Fast ADMM for Semidefinite Programs with Chordal Sparsity
Abstract:
Semidefinite programs (SDPs) are convex optimization problems over the cone of positive semidefinite matrices, which have found applications in a wide range of fields. Small and medium-sized SDPs can be solved up to arbitrary precision in polynomial time using interior-point methods. For large-scale SDPs, it is important to exploit the inherent sparsity to improve scalability.

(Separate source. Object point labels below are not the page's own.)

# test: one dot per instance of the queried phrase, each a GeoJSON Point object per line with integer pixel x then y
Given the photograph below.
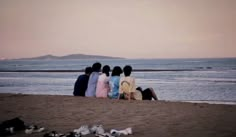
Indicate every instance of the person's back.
{"type": "Point", "coordinates": [82, 83]}
{"type": "Point", "coordinates": [127, 83]}
{"type": "Point", "coordinates": [114, 82]}
{"type": "Point", "coordinates": [103, 83]}
{"type": "Point", "coordinates": [114, 85]}
{"type": "Point", "coordinates": [92, 82]}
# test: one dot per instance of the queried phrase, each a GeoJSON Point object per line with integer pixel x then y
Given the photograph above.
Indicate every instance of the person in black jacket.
{"type": "Point", "coordinates": [81, 83]}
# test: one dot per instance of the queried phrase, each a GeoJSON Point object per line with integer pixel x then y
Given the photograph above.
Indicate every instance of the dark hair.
{"type": "Point", "coordinates": [88, 70]}
{"type": "Point", "coordinates": [127, 70]}
{"type": "Point", "coordinates": [96, 67]}
{"type": "Point", "coordinates": [106, 69]}
{"type": "Point", "coordinates": [116, 71]}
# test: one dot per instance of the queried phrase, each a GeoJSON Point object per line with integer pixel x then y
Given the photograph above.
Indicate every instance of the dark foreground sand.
{"type": "Point", "coordinates": [147, 118]}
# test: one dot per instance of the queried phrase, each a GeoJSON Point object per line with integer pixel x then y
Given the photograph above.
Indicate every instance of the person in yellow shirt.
{"type": "Point", "coordinates": [128, 88]}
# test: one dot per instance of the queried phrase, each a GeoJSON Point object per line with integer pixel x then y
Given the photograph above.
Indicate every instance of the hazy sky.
{"type": "Point", "coordinates": [123, 28]}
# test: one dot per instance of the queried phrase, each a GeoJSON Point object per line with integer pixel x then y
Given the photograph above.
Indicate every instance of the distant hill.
{"type": "Point", "coordinates": [72, 56]}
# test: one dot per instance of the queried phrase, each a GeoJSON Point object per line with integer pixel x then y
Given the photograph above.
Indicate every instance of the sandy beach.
{"type": "Point", "coordinates": [147, 118]}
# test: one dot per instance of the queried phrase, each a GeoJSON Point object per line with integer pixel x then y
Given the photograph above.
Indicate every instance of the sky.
{"type": "Point", "coordinates": [121, 28]}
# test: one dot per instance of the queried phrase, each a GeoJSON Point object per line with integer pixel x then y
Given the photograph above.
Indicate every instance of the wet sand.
{"type": "Point", "coordinates": [147, 118]}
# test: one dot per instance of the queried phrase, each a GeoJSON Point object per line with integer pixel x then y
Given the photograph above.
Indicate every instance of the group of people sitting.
{"type": "Point", "coordinates": [101, 85]}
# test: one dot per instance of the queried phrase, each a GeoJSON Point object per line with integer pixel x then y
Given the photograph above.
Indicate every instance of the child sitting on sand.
{"type": "Point", "coordinates": [103, 83]}
{"type": "Point", "coordinates": [114, 82]}
{"type": "Point", "coordinates": [127, 87]}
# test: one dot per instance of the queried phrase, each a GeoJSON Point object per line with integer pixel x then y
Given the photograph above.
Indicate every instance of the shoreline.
{"type": "Point", "coordinates": [217, 102]}
{"type": "Point", "coordinates": [64, 113]}
{"type": "Point", "coordinates": [135, 70]}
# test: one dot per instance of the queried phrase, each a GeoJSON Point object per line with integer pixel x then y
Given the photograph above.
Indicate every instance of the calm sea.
{"type": "Point", "coordinates": [212, 80]}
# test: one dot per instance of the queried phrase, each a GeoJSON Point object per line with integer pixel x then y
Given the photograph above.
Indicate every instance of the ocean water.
{"type": "Point", "coordinates": [204, 80]}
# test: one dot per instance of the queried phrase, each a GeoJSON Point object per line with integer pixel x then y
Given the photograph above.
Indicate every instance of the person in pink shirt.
{"type": "Point", "coordinates": [103, 83]}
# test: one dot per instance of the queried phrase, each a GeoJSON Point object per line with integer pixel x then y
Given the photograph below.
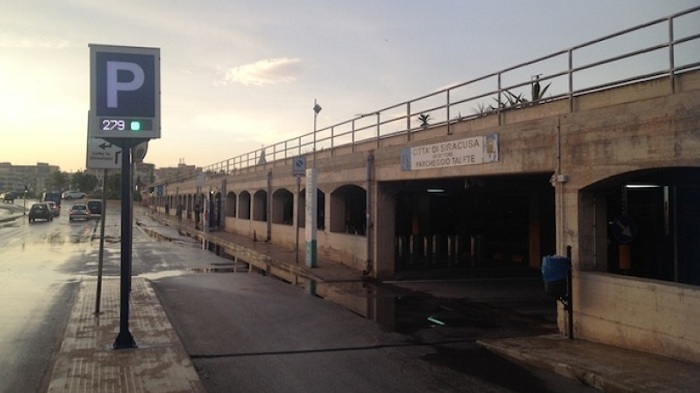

In this talk, I will introduce efficient first-order methods to exploit chordal sparsity in SDPs based on the alternating direction method of multipliers (ADMM). Chordal sparsity in SDPs allows us to decompose the positive semidefinite constraint into a set of smaller, coupled semidefinite constraints, a process known as chordal decomposition. I will show that ADMM and chordal decomposition can be combined to solve sparse SDPs in either primal or dual form, or using a homogeneous self-dual embedding. Each iteration of our algorithms consists of a projection on the product of small positive semidefinite cones, and a projection on an affine set, both of which can be carried out efficiently. Our techniques are implemented in the open-source MATLAB solver CDCS (Cone Decomposition Conic Solver, https://github.com/OxfordControl/CDCS). Numerical experiments on large-scale sparse problems in SDPLIB show speedups compared to some state-of-the-art software packages.
This is joint work with Giovanni Fantuzzi (Imperial College London), Antonis Papachristodoulou (University of Oxford), Paul Goulart (University of Oxford) and Andrew Wynn (Imperial College London).